Se sei presidente di una associazione di volontariato qualche tema potrebbe averti sollecitato una riflessione. Innanzitutto la nomina alla carica, che quasi mai, come sappiamo, avviene dopo esplicita e spontanea candidatura. Quando sei in odore di presidenza, senti una rete di rapporti che ti si tesse intorno, vedi cose strane, mosse e contromosse che ti porteranno a brindare al nuovo presidente scoprendo solo in quel momento che il festeggiato sei proprio tu. Il narciso che c’è in te come in tutti noi ti ringrazierà per questa nomina che segna solo l’inizio di un lungo percorso. L’apprendimento è garantito, proprio come nel caso degli sciamani: gli spiriti ti ruberanno temporaneamente l’anima, te la polverizzeranno e te la restituiranno con tanti auguri per quello che ci vorrai fare. Più di una consistente psicoterapia, più di molti anni di scuola, l’esperienza di presidente ti trascinerà per terre sconosciute ma farai ritorno, non temere!
Alla fine ne uscirai ricchissimo (non di soldi ovviamente!) di momenti e capacità che forse mai avresti pensato di vivere o di poter maturare insieme ad altri.

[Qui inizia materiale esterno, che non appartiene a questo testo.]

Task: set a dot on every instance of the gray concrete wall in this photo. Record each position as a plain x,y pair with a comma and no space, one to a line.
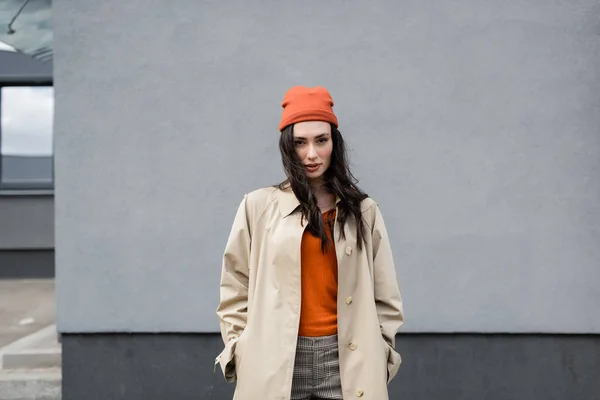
26,222
473,123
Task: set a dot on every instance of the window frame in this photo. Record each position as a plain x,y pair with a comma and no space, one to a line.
25,188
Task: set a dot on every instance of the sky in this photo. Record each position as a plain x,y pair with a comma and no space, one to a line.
27,120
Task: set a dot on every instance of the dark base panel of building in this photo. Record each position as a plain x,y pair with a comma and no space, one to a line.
26,264
435,367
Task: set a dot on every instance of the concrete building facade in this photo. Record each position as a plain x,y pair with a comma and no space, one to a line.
473,124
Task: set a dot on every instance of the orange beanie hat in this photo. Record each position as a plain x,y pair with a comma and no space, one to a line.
307,104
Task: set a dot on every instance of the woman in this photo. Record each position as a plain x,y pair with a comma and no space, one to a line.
309,304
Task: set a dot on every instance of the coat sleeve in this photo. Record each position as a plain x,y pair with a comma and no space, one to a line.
388,299
233,303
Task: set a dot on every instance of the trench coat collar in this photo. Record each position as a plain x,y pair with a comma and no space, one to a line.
288,202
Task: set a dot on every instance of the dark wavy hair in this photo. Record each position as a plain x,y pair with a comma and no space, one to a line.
338,181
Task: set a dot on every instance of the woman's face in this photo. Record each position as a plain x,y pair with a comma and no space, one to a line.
313,143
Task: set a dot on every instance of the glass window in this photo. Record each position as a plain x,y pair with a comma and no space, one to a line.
26,145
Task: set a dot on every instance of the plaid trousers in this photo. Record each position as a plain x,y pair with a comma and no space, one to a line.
317,369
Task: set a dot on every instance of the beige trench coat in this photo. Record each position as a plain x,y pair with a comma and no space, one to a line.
259,308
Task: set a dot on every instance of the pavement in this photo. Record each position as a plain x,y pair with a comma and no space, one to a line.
30,353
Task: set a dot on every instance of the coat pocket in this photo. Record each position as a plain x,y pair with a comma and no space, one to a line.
393,360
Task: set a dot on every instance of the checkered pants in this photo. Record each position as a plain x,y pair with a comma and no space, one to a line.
317,369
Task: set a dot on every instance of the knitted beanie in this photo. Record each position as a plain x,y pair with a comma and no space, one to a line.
307,104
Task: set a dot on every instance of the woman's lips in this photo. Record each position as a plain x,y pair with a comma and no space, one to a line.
313,168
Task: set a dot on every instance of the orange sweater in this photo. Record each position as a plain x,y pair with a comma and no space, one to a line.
318,314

Perché l’immateriale che maneggiano i presidenti delle associazioni di volontariato, quello spazio tra terra e cielo, è fatto di tutta quella voglia di esserci, di rendersi disponibili, di essere riconosciuti dal mondo che solo lo spazio pubblico ti può restituire in maniera così intensa. A differenza degli sciamani potrai abbandonare la carica ma sarà mera formalità perché quel passaggio ti resterà sempre nel cuore!